SoundSpindle: EEG Sonification for Sleep Staging
A system exploring EEG sonification to improve sleep staging performance for novice practitioners through auditory representation of brainwaves | PLoS 2025
Project Overview
Sleep staging—classifying brain activity during sleep into distinct physiological states—is a labor-intensive medical procedure performed over a million times annually in the United States. This research investigated whether adding an auditory representation (sonification) of EEG signals to standard visual displays could improve sleep staging accuracy or reduce cognitive workload. Through an online study with 40 participants, we found that EEG sonification significantly improved staging accuracy for novice practitioners, suggesting it may accelerate learning in inexperienced sleep stagers.
The Challenge
Manual sleep staging requires examining 30-second epochs of EEG, EOG, and EMG data to classify each segment as Wake, REM sleep, or non-REM stages 1-3. This demands specialized training and even highly trained stagers achieve only about 83% inter-rater agreement.
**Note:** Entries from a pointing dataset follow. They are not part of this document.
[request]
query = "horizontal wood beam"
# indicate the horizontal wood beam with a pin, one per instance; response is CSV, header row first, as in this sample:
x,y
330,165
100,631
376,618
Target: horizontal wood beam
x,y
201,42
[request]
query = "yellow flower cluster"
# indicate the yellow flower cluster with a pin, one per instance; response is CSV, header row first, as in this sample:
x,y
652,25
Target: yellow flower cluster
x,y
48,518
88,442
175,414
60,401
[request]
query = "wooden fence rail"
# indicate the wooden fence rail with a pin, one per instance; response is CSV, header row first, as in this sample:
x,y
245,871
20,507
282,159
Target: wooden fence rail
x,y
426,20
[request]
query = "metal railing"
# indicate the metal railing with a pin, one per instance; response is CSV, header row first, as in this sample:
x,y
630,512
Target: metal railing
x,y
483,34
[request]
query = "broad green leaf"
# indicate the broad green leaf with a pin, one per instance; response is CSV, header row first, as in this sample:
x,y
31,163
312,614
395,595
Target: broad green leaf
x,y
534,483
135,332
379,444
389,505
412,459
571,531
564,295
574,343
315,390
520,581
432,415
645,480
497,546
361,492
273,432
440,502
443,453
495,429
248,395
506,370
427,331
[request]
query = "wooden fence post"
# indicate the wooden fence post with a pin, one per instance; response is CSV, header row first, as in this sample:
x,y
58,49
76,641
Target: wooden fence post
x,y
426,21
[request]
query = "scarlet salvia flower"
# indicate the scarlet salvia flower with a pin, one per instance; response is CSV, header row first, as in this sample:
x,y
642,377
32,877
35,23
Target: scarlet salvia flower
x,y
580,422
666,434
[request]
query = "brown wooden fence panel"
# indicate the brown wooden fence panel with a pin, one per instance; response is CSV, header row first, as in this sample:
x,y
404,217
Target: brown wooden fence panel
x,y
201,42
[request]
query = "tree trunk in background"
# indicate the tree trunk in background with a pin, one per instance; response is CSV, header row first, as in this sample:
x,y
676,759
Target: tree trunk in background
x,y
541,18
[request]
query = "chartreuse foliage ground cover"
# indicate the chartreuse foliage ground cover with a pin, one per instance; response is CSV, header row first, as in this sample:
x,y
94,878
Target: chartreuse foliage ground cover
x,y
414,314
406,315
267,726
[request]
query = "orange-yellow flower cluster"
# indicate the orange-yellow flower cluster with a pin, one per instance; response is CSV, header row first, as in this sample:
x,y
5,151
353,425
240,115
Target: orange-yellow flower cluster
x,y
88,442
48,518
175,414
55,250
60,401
While machine learning shows promise, regulatory agencies like the FDA emphasize human-in-the-loop verification for medical AI. Manual sleep staging will likely remain essential, making technologies that improve human performance critically important.
Approach
We used minimal transformation to preserve all EEG information while making it audible. The O1 EEG channel was converted to sound by downsampling to 100 Hz and speeding up by ~95%, compressing each 30-second visual epoch into a 1.36-second audio clip (20-1000 Hz). This simple approach—avoiding complex musical mappings—allowed participants' auditory systems to naturally identify relevant acoustic properties. The resulting sounds were qualitatively distinct for each sleep stage.
We conducted a within-subjects study where 40 participants completed sleep staging with and without sonified EEG. Participants ranged from novices (1-10 polysomnograms staged in the past year) to experts (80+). The interface displayed standard AASM-format sleep data while playing sonified EEG for the O1 channel. After a practice block with feedback, participants completed two counterbalanced test blocks of 30 epochs each.
Key Findings
Sonification did not improve accuracy, speed, or workload for the entire group. However, when stratified by experience, sonification significantly improved accuracy for the least experienced participants (those who had staged 1-10 polysomnograms). For this subgroup, Cohen's kappa agreement with expert scorers was significantly higher with sound (p = 0.01). No other experience group showed significant effects.
Despite lack of overall statistical effects, 30 of 40 participants reported finding sonification useful, and 39 indicated they would use a platform incorporating it.
Interpretation
The selective benefit for novices likely reflects a ceiling effect where experts already extract all available information visually, and a blocking effect where well-learned visual-stage associations prevent learning new sound-stage relationships. This contrasts with prior sonification research using novel tasks, and highlights the challenge of augmenting tasks where visual expertise already exists.
These findings suggest EEG sonification may be particularly valuable as a training tool for novice sleep stagers, potentially enabling faster progression to acceptable performance levels. The approach may also benefit non-specialists with limited sleep experience who need basic competency without extensive training.